Using Response Overrides
Inspectr supports special headers that let you override the response behavior for a request. This is helpful when you’re testing edge cases, simulating failures, or customizing mock data on the fly.
This guide covers how to use response override headers and what they do.
When to Use Overrides
Section titled “When to Use Overrides”- Simulate network latency
 - Force specific HTTP status codes (e.g. 404, 500)
 - Choose a specific example in your OpenAPI spec
 - Override the Content-Type of a response
 
Overrides work in:
- Mock mode (with 
--mock-backend) - Catch mode (with 
--catch=true) 
Supported Headers
Section titled “Supported Headers”| Header | Description | 
|---|---|
inspectr-response-status | Override the HTTP status code (e.g. 404, 503) | 
inspectr-response-delay | Delay response in milliseconds (e.g. 2000 = 2s delay) | 
inspectr-response-example | Return a specific OpenAPI example by name | 
inspectr-response-content-type | Override the Content-Type header in the response | 
inspectr-tag | Tag a request with one or more values (e.g. billing, user:123) | 
Example: Simulate Downtime
Section titled “Example: Simulate Downtime”curl http://localhost:8080/api/items \  -H "inspectr-response-status: 503" \  -H "inspectr-response-delay: 3000"This simulates a 3-second server outage with a 503 Service Unavailable status.

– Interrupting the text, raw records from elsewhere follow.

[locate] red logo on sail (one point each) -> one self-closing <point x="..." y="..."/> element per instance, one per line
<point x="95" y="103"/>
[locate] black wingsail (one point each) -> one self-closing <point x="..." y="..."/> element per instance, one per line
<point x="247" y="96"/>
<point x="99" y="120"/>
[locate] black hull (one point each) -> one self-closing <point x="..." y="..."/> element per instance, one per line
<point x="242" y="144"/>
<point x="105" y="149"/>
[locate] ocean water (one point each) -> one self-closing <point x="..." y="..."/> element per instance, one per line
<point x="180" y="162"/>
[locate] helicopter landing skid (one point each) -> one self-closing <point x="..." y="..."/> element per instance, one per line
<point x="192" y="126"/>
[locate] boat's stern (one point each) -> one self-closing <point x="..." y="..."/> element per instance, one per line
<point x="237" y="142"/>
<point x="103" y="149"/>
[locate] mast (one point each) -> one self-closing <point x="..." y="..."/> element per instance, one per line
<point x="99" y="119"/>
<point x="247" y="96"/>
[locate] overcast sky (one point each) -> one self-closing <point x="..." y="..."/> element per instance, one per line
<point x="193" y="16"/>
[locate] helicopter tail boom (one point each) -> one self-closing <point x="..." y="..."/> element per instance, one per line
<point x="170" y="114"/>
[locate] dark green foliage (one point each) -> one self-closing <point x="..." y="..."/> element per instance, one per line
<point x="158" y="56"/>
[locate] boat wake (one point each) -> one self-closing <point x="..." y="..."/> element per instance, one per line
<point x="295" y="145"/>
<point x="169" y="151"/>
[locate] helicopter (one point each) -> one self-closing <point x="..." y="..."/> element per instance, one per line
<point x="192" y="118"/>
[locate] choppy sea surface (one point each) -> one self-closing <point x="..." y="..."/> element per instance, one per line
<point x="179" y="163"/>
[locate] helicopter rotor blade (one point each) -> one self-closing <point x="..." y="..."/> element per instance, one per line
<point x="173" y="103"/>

Example: Return a Named OpenAPI Example
Section titled “Example: Return a Named OpenAPI Example”Your OpenAPI spec includes this:
examples:  validList:    summary: A list of valid items    value:      items: ["A", "B", "C"]  emptyList:    summary: An empty list    value:      items: []Use this header to select emptyList:
curl http://localhost:8080/api/items \  -H "inspectr-response-example: emptyList"Example: Override Status Code Only
Section titled “Example: Override Status Code Only”curl http://localhost:8080/api/submit \  -H "inspectr-response-status: 404"This returns a 404 Not Found response regardless of the mock or catch behavior.
Example: Change Content-Type
Section titled “Example: Change Content-Type”Force a different Content-Type in the response:
curl http://localhost:8080/echo \  -H "inspectr-response-content-type: text/plain"Example: Tag a Request
Section titled “Example: Tag a Request”Apply simple or key/value tags that downstream tooling can read:
curl http://localhost:8080/api/items \  -H "inspectr-tag: billing, user:123"You can send multiple inspectr-tag headers to attach several tags to the same request, or use the key:value pattern for structured tagging.
When to tag requests
Section titled “When to tag requests”As you collect responses or webhooks, tags give you lightweight metadata that can help you bundle and mark operations, giving them additional context. These tags can be used for filtering in the history and for statistic insights.
Some use-cases:
- QA test runs – Mark exploratory sessions (e.g. 
inspectr-tag: qa:test-run-42) so logs and analytics are easy to filter when triaging bugs. - Environment targeting – Compare request data and how the API services behave differently (e.g. 
inspectr-tag: env:staging) between dev/staging/prod environments. - Version tracking – Capture which app or API version triggered the request (e.g. 
inspectr-tag: client-version:2.3.1) when validating compatibility. 
The `inspectr-tag” is never forwarded to the connected service, so your requests stay untouched. It is a powerful option to use for observability use-cases, comparing statistics on the dashboard or reviewing the request history with the extra context.
Summary
Section titled “Summary”Response overrides help you simulate different scenarios without changing your backend or OpenAPI file. They’re great for testing, mocking, and QA validation workflows.